Written by Linda
November 10, 2010
A cotton candy Working Girl for the new millennium, Morning Glory is a fun and breezy comedy that somehow doesn't make your teeth hurt.
On paper, Morning Glory has rom-com pedigree written all over it: Director Roger Mitchell did Notting Hill, and screenwriter Aline Brosh McKenna scribed The Devil Wears Prada. Take a young, appealing actress full of spunk and sass, throw her into a situation that she can triumph over with sheer gumption, and, well, you've got another formula movie that still charms.
Rachel McAdams is the cute young thing with gumption this time around. Her Becky Fuller has just been let go as a producer of a local New Jersey morning talk show... just when she thought she was going to land a promotion! The nerve and humiliation! It doesn't take her long to pull herself up by her bootstraps and set her sights higher, like her dream job of working for NBC's Today show. But, well, fourth-rated network IBS's morning competition Daybreak will do as well.
As often happens in the movies, 28-year-old Becky blows into Daybreak like an over-caffeinated twitching schoolgirl, and single-handedly attempts to revitalize the struggling show. She hires cranky pants--no, SUPER cranky pants old-school newsman Mike Pomeroy (Harrison Ford) to work with longtime co-host Colleen Peck (Diane Keaton) to give the show a new reputation.

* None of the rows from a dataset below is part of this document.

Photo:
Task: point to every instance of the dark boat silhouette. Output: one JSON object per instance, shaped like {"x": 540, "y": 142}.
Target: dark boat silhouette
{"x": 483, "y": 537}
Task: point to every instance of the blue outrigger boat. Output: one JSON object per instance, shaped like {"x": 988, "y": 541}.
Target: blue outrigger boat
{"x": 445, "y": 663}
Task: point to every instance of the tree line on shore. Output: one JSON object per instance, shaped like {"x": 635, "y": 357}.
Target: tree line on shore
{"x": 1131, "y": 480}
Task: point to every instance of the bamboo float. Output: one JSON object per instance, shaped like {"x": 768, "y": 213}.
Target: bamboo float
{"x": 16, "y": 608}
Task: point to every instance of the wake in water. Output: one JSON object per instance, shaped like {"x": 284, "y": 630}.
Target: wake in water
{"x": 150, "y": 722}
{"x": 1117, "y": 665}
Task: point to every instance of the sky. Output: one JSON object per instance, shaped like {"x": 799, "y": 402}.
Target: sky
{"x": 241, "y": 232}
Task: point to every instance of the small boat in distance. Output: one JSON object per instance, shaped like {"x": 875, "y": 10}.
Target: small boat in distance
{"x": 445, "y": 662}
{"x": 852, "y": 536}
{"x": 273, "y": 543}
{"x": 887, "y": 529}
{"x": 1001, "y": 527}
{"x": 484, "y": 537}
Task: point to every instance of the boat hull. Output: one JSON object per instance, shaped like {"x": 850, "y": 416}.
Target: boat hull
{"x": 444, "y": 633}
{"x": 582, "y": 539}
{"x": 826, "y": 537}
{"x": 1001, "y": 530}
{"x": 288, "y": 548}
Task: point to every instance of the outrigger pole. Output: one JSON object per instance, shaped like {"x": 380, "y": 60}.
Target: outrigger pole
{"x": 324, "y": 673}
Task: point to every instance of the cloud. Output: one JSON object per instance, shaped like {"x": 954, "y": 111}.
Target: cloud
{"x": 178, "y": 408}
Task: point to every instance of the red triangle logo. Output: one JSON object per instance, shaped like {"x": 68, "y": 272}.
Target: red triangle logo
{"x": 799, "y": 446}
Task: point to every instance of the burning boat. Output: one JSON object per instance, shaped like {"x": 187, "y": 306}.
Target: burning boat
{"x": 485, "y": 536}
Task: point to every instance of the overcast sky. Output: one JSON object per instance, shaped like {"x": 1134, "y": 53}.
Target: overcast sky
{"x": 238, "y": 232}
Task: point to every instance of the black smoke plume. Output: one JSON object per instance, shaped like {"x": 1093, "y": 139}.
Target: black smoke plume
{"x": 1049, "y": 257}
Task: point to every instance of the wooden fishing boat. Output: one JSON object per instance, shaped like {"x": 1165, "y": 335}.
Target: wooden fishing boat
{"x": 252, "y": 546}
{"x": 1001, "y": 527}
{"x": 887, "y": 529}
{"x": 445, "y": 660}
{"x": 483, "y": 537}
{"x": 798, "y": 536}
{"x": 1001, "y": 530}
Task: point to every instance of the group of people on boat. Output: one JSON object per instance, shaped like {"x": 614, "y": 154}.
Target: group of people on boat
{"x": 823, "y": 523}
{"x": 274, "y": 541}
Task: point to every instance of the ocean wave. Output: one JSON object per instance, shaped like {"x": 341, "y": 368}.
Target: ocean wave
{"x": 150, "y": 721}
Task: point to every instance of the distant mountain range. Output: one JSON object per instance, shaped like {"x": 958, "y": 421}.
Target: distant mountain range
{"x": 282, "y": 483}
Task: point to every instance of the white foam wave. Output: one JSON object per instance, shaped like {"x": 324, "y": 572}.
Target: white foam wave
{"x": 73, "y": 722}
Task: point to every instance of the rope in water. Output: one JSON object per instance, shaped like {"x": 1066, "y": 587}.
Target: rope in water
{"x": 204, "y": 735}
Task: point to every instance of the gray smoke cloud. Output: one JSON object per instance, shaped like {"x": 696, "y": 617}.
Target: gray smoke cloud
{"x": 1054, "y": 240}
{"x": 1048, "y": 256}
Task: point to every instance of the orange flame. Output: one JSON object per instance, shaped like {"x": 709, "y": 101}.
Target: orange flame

Problem is, the two co-hosts HATE each other, and Pomeroy is so stubbornly resentful of being there in the first place, that he refuses to do "fluffy" stories (remember, this IS morning news).
Morning Glory is extremely predictable. Becky gets a hot love interest (thankfully NOT Harrison Ford, but instead Patrick Wilson, who knows how to work a pair of jeans and a t-shirt). And of course this love interest really adds nothing to the story except eye-candy on both levels, and serves to reaffirm the All-American Girl quality of the lead.
Unlike The Devil Wears Prada, which featured two great scene-stealing performances by Emily Blunt and Meryl Streep, Morning Glory has, well, a lot of nice performances. Ford looks like he is just playing the grump that we see in front of the press, and sure McAdams is perky and cute, but why oh why do I always think she is the same person as Elisabeth Banks? Is it just me? Having the most fun is Diane Keaton, for basically letting loose without having to play a crazed mother-in-law or quirky relative for a change.
But despite the fact that I won't remember much about this fluffy film for any length of time afterward, I still found myself enjoying Morning Glory. The lines were a touch more clever than you expected, and despite its predictability, the movie moved along at a pleasant clip. Morning Glory made me smile and laugh often, and sometimes that is just about the type of movie you can handle.